“Here we are! Behold Sunny Farm, the dream of Doctor and Mrs. Red Pepper, given tangible shape. Not a bad-looking old rambling place, is it?”
Macauley brought his car to rest beside the long green roadster already there. Its occupants jumped out and strolled up the slope toward the white farmhouse, across whose front and wing stretched long porches, on one of which stood a steamer chair and a white iron bed, each holding a small form. Upon the step sat Ellen Burns and a nurse in a white uniform; by the bed stood Burns himself.
Miss Mathewson’s observant eyes were taking veiled note of her recent charge as he went up the steps and approached the bed. The little patient upon it had not lifted his head, as had the child in the chair, to see who was at hand.
“Oh, the little pitiful face!” breathed Charlotte Ruston in Amy’s ear, as she looked down into a pair of great black eyes, set in hollows so deep that they seemed the chiseling of merciless pain.
“This is Jamie Ferguson,” said Burns, with his hand on the boy’s head. “He is very happy to be here in the sunshine, so you are not to pity him. Come here, Bob, and tell Jamie you will play with him when he is stronger. He knows wonderful things, does Jamie. And this is Patsy Kelly, in the chair.”
There was a pleasant little scene now enacted upon the porch, in which Bob and Tom were introduced to the small patients, and everybody looked on while shy advances were made by the well children, to be received with timid gravity by the sick ones. Through it all Red Pepper Burns was furtively observing the demeanour of Dr. John Leaver.
He had hardly taken his eyes from Jamie Ferguson. Into his face had come a look his friend had not seen there since he had been with him, the look of the expert professional man who sees before him a case which interests him. He stood and studied the child without speaking while Bob and Tom remained, and when the small boys, too full of activity to stay contentedly with other boys who could not play, were off to explore the place, Leaver drew up a chair and sat down beside the bed.
Burns glanced at his wife, and gave a significant nod of his head toward the interior of the house. Ellen rose.
“Come Martha, and Charlotte,” said she, “and let me show you over the rooms. I’m so proud of the progress we have made in the fortnight since the house was vacated for us.”

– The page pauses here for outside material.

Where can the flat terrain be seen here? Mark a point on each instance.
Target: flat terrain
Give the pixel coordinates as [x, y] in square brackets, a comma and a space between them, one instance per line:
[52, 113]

She led them inside. Amy Mathewson went over to the chair and Patsy Kelly, turning her back upon the pair by the bed.
“When did you come, Patsy?” she asked.
“We come the morn,” said Patsy, a pale little fellow of nine, with a shock of hair so red that beside it that of Red Pepper Burns would have looked a subdued chestnut. “In the ambilunce we come. I liked the ride, but Jamie didn’t. He was scared of bein’ moved.”
“Jamie is not so well as you. How fine it is that you can lie in this chair and have your head up. You can see all about. Isn’t it beautiful here?”